🚧 Update parser to support look-ahead of two (or more) tokens #9

atifaziz · 2022-07-12T16:51:14Z

This PR addresses the feature described in issue #7. It updates the parser to use an adaptive strategy depending on whether the parser is asked to look-ahead one, two or more tokens. This is done by abstracting over the storage used for stack operations to push and pop tokens and then using an optimal storage for grammars that require just look-ahead of one or two tokens. This avoids using a single and general storage class such as an array as well as paying the penalty of a heap allocation for the most common cases. Like it is now, for a single peek, the parser only uses a single field that's an optional token (or optuple). For peeking up to, it uses a triplet of count and two tokens. Beyond that, it moves to using a Stack<>.

NU5118 error: File 'FILE1' is not added because the package already contains file 'FILE2'

atifaziz · 2022-07-12T17:08:16Z

@springcomp Below are my replies to your review/comments:

@atifaziz here is a quick PR on top of your multi-peek branch.

First of all, thanks for the quick turnaround on the feedback.

My question is what is the purpose of the default case in the Peek() method ? It seems to me that support for more than two look-ahead tokens is guaranteed to throw an exception.

I added a simple test illustrate this.

You found an incomplete implementation and this PR is still in draft. I think the overall direction is there, but it needs some polish and tests. It would also help to get your feedback on whether it helps your case.

I wanted to optimise for the common case of look-aheads of one or two tokens. For the less common one, I plan to implement one based on a regular and heap-allocated stack.

I like the ITokenStream abstraction that as been introduced.

Glad you like it!

As a general question why limit the implementation to only two tokens? I guess there should not be a grammar that needs more than two tokens of lookahead.

It's not limited. I am just not done. Again, you discovered my PR that was still work-in-progress.

Also, it seems that maybe the design you chose is extensible to more than two tokens of lookahead in the future, maybe by introducing a future ThreeTokenStackOps, etc.

I think I will only optimise for peeking up to two tokens.

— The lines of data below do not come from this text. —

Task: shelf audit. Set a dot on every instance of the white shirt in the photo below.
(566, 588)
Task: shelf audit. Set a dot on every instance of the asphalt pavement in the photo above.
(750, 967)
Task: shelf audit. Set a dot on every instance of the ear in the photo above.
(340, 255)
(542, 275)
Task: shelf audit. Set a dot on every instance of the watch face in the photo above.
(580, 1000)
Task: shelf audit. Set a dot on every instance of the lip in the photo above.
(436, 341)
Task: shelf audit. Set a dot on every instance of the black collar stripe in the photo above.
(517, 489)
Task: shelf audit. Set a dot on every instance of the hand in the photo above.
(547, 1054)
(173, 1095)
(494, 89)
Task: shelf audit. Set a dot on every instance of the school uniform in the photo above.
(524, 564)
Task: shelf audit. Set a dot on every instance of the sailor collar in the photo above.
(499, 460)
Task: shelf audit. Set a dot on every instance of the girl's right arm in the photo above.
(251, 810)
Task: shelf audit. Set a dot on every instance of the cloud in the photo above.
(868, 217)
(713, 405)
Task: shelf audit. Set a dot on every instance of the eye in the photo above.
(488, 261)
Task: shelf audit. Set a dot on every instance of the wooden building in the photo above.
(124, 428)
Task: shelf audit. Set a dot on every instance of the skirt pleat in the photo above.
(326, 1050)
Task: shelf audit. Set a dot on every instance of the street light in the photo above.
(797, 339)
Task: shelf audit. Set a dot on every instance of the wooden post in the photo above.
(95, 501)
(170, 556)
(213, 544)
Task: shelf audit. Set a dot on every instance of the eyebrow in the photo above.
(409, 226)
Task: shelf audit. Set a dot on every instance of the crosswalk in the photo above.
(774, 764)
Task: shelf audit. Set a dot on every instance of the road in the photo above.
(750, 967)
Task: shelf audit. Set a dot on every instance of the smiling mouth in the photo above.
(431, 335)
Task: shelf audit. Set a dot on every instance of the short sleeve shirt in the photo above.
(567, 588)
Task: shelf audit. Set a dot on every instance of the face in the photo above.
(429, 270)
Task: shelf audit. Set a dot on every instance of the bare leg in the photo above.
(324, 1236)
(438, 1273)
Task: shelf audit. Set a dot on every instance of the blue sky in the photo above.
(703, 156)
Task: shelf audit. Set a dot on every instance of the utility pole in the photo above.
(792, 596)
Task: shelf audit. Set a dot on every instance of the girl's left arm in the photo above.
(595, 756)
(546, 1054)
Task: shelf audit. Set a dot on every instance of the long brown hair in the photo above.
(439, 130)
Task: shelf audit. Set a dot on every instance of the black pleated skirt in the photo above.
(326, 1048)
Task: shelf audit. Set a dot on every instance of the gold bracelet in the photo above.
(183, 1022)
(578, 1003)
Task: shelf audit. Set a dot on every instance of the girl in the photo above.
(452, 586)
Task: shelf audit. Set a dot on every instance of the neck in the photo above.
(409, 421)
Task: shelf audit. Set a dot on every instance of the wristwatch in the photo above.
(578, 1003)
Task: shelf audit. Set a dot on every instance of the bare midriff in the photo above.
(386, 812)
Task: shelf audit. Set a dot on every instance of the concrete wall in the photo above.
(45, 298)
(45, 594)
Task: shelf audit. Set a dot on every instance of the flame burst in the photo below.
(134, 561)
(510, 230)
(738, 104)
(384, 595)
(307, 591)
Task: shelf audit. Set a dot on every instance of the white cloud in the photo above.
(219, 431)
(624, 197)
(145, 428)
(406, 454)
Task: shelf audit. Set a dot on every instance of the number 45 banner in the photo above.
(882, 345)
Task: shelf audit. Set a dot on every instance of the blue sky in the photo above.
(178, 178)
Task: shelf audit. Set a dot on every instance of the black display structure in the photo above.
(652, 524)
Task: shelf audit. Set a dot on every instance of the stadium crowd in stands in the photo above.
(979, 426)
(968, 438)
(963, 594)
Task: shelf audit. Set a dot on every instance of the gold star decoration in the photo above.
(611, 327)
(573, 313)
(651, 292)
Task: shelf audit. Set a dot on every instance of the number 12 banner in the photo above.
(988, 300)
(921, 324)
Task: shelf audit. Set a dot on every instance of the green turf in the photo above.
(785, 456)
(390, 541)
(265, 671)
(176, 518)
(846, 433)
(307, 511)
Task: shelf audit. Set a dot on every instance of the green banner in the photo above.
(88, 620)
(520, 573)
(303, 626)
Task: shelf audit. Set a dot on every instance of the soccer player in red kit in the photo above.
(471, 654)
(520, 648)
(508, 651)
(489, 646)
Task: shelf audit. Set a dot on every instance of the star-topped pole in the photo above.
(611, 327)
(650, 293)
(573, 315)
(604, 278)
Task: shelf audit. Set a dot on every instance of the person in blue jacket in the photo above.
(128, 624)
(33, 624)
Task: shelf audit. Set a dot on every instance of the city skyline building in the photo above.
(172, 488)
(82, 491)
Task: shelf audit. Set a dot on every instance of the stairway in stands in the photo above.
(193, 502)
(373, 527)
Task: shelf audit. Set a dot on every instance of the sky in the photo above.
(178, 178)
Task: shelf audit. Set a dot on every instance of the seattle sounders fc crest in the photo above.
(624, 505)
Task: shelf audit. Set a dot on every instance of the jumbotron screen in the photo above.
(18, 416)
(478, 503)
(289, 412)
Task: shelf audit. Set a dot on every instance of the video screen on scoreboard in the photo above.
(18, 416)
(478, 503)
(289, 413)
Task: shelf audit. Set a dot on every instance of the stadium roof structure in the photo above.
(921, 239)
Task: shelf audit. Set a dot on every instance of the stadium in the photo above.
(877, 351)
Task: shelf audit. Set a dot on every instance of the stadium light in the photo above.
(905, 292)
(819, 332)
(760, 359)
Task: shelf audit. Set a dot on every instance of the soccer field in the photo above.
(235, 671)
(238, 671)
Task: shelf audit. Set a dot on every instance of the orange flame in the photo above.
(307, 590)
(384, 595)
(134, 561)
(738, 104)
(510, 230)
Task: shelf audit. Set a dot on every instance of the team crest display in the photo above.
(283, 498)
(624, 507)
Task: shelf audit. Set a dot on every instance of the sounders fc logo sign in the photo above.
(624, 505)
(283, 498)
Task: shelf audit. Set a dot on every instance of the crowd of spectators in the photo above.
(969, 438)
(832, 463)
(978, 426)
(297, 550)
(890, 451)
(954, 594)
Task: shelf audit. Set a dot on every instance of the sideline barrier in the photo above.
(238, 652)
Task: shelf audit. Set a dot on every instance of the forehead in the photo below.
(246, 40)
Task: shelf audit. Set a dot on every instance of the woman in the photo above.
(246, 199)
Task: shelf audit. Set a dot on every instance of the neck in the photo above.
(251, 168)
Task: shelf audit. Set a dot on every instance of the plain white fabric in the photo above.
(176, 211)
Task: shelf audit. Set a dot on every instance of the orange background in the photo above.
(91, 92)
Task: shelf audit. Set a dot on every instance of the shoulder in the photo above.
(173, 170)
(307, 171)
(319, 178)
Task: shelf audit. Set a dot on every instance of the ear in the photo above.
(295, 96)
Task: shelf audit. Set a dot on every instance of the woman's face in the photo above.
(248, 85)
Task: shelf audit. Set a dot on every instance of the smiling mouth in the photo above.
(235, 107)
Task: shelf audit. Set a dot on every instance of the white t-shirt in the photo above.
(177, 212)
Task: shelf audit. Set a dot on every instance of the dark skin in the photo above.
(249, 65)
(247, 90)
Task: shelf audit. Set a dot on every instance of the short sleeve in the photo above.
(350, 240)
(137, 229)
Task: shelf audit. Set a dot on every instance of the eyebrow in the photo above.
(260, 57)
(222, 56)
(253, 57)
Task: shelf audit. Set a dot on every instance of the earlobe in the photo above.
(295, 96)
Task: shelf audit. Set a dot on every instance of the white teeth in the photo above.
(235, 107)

For more complex and rare grammars, I'll probably just go with a regular stack but that's a decision that can be changed with time. The point is that the design is adaptive.

But what lead you to this design, with two different StoreStackOps implementations? Is this for performance reason ? Is this in an attempt to prevent more upfront allocations for multiple tokens if not eventually necessary?

Yes, exactly! You pay for the rare cases, but not for the common ones. The only new cost for the common cases is a virtual dispatch for the stack operations.

codecov-commenter · 2022-07-12T17:10:45Z

Codecov Report

Merging #9 (a3cae65) into master (65b8da4) will increase coverage by 4.20%.
The diff coverage is 92.42%.

@@            Coverage Diff             @@
##           master       #9      +/-   ##
==========================================
+ Coverage   88.76%   92.96%   +4.20%     
==========================================
  Files           1        1              
  Lines          89      199     +110     
==========================================
+ Hits           79      185     +106     
- Misses         10       14       +4

Flag	Coverage Δ
unittests	`92.96% <92.42%> (+4.20%)`	⬆️

Flags with carried forward coverage won't be shown. Click here to find out more.

Impacted Files	Coverage Δ
src/Parser.cs	`92.96% <92.42%> (+4.20%)`	⬆️

Continue to review full report at Codecov.

Legend - Click here to learn more
Δ = absolute <relative> (impact), ø = not affected, ? = missing data
Powered by Codecov. Last update 65b8da4...a3cae65. Read the comment docs.

springcomp · 2022-07-12T17:21:34Z

It would also help to get your feedback on whether it helps your case.

It totally does! In fact, I revisited my parser to make sure it did not require more than two tokens, this time. And I managed to do it. I suspect we will never need more than two, but you answered my question. Gratt will support anything.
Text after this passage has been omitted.